Como poderíamos atingir no Brasil
esse nível de envolvimento político,
com o saudável fortalecimento da democracia que ele engendra? Como
aprofundar a participação dos cidadãos para além do voto obrigatório no
dia da eleição?
Uma resposta para esse dilema pode estar exatamente na questão do financiamento de campanha. Trata-se,
mais precisamente, da adoção de um
sistema baseado em contribuições individuais. É sabido que o custo das
campanhas eleitorais no Brasil tem
alcançado níveis antes inimagináveis
-que o digam os mais de R$ 80 milhões gastos na campanha do presidente Lula em 2006. Esse custo tem
sido em larga medida coberto por
doações de empresas, o que por sua
vez dá origem a muita discussão sobre como conter a influência excessiva desses financiadores e a promiscuidade que disso resulta. Infelizmente, essa discussão -quando não
descambando em soluções apressadas e de cunho autoritário, como a
proibição de certos tipos de evento de
campanha- tem parado no beco sem
saída do financiamento público.

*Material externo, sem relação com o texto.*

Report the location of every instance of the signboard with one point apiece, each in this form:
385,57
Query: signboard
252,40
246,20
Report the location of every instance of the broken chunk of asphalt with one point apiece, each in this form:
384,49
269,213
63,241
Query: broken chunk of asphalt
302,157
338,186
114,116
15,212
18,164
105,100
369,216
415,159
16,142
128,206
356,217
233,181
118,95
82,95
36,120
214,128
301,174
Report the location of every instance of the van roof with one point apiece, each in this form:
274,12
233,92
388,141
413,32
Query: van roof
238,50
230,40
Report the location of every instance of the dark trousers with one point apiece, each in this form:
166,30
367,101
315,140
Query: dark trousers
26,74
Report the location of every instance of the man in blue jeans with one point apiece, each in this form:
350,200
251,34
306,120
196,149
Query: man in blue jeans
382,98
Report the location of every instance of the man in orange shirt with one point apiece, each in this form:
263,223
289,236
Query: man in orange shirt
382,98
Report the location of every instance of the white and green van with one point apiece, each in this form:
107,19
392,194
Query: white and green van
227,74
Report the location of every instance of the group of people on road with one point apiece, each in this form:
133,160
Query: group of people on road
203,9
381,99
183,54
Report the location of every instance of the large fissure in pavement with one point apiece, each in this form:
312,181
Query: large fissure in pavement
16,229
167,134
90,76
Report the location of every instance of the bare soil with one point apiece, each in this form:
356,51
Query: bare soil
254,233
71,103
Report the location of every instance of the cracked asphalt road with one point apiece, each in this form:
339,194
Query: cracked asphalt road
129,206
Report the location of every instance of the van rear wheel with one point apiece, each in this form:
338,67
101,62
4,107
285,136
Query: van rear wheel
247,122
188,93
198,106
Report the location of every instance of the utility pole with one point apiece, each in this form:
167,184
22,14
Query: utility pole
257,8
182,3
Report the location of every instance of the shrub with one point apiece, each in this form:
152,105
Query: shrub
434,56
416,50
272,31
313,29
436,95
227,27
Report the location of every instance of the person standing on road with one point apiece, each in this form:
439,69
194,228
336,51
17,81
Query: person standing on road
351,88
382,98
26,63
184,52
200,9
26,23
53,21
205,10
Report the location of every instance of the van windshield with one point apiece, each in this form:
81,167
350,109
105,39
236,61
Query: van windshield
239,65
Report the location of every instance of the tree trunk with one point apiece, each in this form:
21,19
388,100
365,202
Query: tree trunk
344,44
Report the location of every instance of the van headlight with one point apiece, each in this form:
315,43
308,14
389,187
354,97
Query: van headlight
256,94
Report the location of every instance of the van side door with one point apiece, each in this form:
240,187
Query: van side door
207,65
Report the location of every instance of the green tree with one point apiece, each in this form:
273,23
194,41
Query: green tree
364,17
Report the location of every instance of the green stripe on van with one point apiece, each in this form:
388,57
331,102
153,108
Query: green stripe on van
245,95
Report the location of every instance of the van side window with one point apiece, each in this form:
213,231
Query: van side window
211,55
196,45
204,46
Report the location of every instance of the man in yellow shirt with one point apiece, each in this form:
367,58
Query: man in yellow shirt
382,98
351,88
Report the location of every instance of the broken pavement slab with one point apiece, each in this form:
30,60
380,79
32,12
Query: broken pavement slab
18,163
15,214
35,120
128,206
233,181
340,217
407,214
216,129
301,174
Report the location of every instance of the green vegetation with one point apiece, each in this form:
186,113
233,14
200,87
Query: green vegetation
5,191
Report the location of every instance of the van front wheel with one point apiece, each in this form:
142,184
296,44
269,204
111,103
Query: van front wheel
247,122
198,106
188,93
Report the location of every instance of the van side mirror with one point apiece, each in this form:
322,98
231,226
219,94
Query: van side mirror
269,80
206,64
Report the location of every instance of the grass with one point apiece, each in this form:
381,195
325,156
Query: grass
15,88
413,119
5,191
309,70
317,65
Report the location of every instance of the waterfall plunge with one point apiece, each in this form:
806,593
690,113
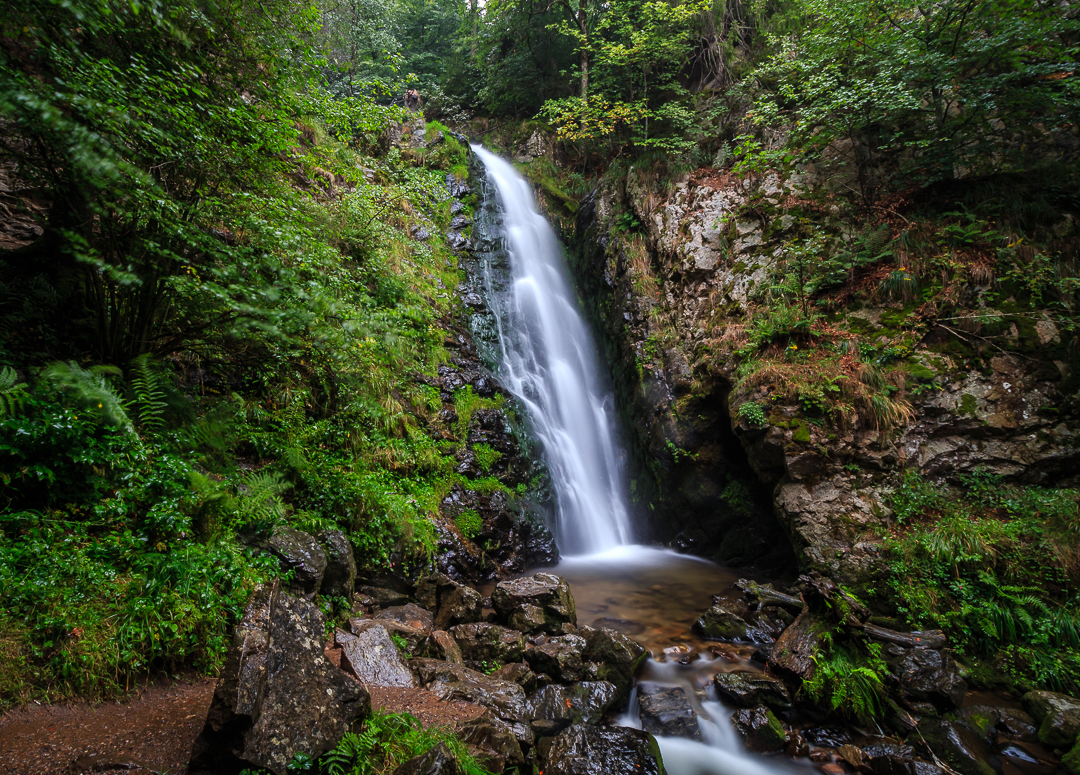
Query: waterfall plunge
548,361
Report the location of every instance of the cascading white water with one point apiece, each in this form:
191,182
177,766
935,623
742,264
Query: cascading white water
549,363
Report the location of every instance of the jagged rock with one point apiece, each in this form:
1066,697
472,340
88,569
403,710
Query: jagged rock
409,614
759,729
618,655
931,676
488,642
601,750
437,761
520,674
583,703
340,576
503,698
959,746
748,690
1058,717
377,597
491,742
298,552
794,650
373,658
278,694
665,710
538,603
453,602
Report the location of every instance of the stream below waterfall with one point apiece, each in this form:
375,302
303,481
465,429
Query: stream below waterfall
548,359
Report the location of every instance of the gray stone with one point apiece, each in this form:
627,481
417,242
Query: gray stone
601,750
665,710
538,603
278,694
748,690
1058,717
373,658
299,553
340,576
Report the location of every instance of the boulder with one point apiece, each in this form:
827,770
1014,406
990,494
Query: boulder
491,742
453,602
278,694
538,603
558,657
718,623
373,658
583,703
1058,717
959,746
931,676
618,656
665,710
793,652
520,674
583,749
298,552
488,642
748,690
409,614
503,698
340,576
759,729
437,761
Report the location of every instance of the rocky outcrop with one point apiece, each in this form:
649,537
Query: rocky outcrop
278,695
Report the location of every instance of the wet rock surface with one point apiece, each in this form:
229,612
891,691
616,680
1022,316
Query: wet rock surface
278,694
666,710
601,750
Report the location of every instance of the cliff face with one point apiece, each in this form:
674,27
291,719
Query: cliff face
679,283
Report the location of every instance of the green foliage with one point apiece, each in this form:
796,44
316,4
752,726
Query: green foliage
389,739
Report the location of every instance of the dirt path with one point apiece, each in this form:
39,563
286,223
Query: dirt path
152,732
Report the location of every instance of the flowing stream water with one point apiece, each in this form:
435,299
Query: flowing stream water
548,359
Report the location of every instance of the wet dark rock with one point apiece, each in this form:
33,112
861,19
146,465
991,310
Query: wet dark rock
665,710
559,657
493,743
340,576
373,658
453,602
794,650
409,614
437,761
278,694
488,642
617,655
298,552
748,690
520,674
583,703
1058,717
931,676
377,597
538,603
959,746
759,729
503,698
601,750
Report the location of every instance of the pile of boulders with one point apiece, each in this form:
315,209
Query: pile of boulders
928,729
538,684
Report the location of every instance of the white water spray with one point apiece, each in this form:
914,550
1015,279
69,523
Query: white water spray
549,363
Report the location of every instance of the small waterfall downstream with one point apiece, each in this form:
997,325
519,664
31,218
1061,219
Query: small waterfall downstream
547,358
548,361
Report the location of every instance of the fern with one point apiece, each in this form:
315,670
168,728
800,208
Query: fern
92,389
149,397
12,392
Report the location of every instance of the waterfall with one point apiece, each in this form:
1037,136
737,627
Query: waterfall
548,361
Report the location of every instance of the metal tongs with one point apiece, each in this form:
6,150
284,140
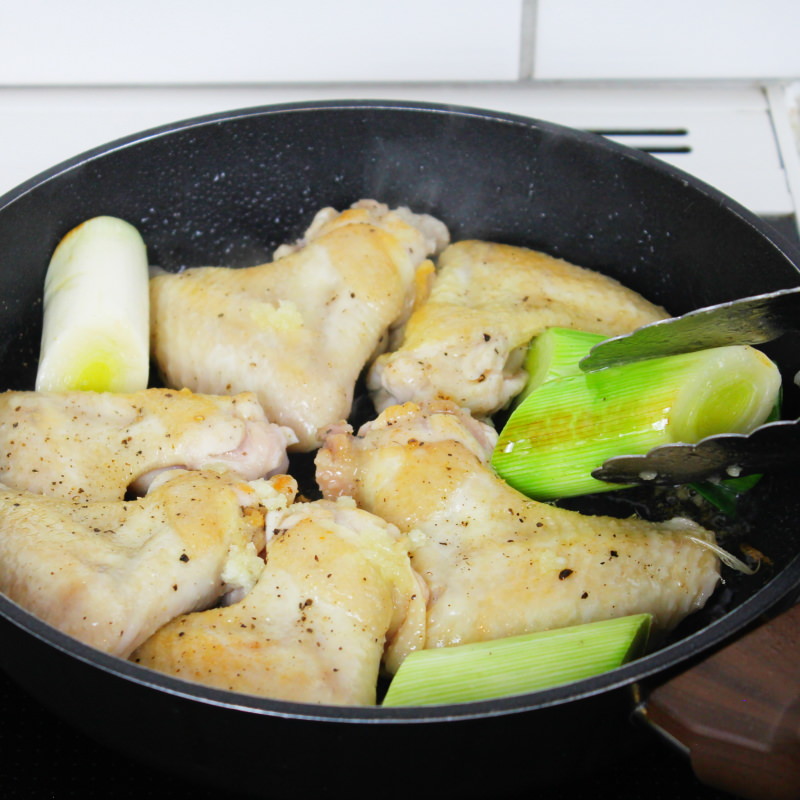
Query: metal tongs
750,320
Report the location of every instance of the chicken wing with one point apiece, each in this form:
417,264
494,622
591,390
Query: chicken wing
496,563
299,330
112,573
467,341
98,446
337,595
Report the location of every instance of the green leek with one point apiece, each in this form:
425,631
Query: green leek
555,353
517,664
569,425
96,328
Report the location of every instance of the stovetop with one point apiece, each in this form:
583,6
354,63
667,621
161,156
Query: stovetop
44,758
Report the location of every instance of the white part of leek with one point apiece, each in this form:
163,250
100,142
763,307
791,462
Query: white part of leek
96,326
517,664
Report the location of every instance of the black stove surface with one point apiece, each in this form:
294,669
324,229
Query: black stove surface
44,758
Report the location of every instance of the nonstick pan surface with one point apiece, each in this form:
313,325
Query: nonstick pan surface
229,188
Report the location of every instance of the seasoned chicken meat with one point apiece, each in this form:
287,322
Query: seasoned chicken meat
99,445
467,341
112,573
336,597
497,563
299,330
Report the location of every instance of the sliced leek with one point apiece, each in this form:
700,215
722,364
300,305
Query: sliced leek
555,353
95,333
570,425
518,664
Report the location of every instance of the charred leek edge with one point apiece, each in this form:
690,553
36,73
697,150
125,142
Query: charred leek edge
95,333
518,664
555,353
569,426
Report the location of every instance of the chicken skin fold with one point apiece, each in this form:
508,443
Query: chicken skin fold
111,573
468,340
297,331
497,563
102,445
336,599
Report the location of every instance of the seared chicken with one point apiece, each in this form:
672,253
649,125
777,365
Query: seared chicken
337,595
467,341
299,330
112,573
497,563
98,446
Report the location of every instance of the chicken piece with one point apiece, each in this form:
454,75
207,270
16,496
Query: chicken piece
299,330
337,595
98,446
112,573
497,563
468,341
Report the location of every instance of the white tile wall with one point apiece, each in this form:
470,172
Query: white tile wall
676,39
77,74
161,42
257,41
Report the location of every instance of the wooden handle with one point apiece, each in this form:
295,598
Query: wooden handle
738,713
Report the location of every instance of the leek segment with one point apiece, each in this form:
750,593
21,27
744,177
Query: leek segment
518,664
96,327
573,422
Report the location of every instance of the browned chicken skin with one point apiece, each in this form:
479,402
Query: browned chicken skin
100,445
497,563
336,598
112,573
296,331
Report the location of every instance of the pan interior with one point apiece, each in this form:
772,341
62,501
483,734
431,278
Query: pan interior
227,190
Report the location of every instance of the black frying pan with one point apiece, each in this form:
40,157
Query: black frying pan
227,189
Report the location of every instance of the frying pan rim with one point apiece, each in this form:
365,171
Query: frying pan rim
699,643
710,636
774,236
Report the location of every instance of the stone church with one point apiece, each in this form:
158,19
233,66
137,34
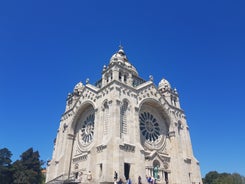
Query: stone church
123,127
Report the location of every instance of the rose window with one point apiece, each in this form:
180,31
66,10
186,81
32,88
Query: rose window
149,126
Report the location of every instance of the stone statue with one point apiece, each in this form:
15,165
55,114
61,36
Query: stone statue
155,172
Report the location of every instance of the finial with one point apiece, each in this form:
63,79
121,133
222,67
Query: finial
87,80
120,45
151,78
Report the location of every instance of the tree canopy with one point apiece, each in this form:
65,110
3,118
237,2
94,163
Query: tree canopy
213,177
25,170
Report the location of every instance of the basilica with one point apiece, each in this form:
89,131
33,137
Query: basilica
122,127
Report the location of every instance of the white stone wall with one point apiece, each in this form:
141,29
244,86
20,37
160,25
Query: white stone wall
135,126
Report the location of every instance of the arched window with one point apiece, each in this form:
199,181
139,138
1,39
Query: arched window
123,117
105,117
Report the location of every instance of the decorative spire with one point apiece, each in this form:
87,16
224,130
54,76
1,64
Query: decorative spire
120,46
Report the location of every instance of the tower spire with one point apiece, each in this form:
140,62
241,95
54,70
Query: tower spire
120,46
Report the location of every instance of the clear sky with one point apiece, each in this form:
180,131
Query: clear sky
47,47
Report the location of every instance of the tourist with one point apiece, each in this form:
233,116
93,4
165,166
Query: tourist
120,181
139,180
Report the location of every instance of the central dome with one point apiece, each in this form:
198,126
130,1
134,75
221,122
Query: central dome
121,58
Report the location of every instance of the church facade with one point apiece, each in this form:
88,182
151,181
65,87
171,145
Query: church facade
123,127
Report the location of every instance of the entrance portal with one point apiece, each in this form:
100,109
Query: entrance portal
126,170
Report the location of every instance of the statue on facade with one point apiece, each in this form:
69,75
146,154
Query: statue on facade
155,172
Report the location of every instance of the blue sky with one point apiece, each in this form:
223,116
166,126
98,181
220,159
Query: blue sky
46,47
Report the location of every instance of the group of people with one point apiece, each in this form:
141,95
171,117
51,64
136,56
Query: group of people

Afinal de contas, o contribuinte demonstra justificável receio de repassar seus impostos para um sistema
sobre o qual ele não exerce qualquer
controle direto.
Um sistema fundado em contribuições de pessoas físicas propõe uma
saída entre a promiscuidade atual e o
financiamento público, ao fazer uso
da necessidade de recursos dos partidos para dar-lhes incentivos para mobilizar e responder às preocupações
dos cidadãos. Consideremos, por
exemplo, o sistema norte-americano,
assim simplificado: apenas indivíduos podem doar dinheiro para campanhas, e as empresas limitam-se a
organizar "comitês de ação política",
com o objetivo de arrecadar doações
individuais e repassá-las aos candidatos. A opção de financiamento público existe para estes, mas com o montante de recursos condicionado ao
volume que conseguirem obter junto
aos cidadãos. Os partidos têm, portanto, um forte incentivo a buscar e
mobilizar os doadores individuais
-vale dizer, os eleitores-, e os recursos vindos destes mantêm sob controle a influência promíscua das doações de empresas, cuja motivação
tende a ser menos transparente do
que a do eleitor comum.
É importante notar que não estamos falando de contribuições de milionários. Como há um limite às doações de um indivíduo para cada candidato (atualmente de US$ 2.300 por
ciclo eleitoral), a influência de qualquer indivíduo fica também limitada.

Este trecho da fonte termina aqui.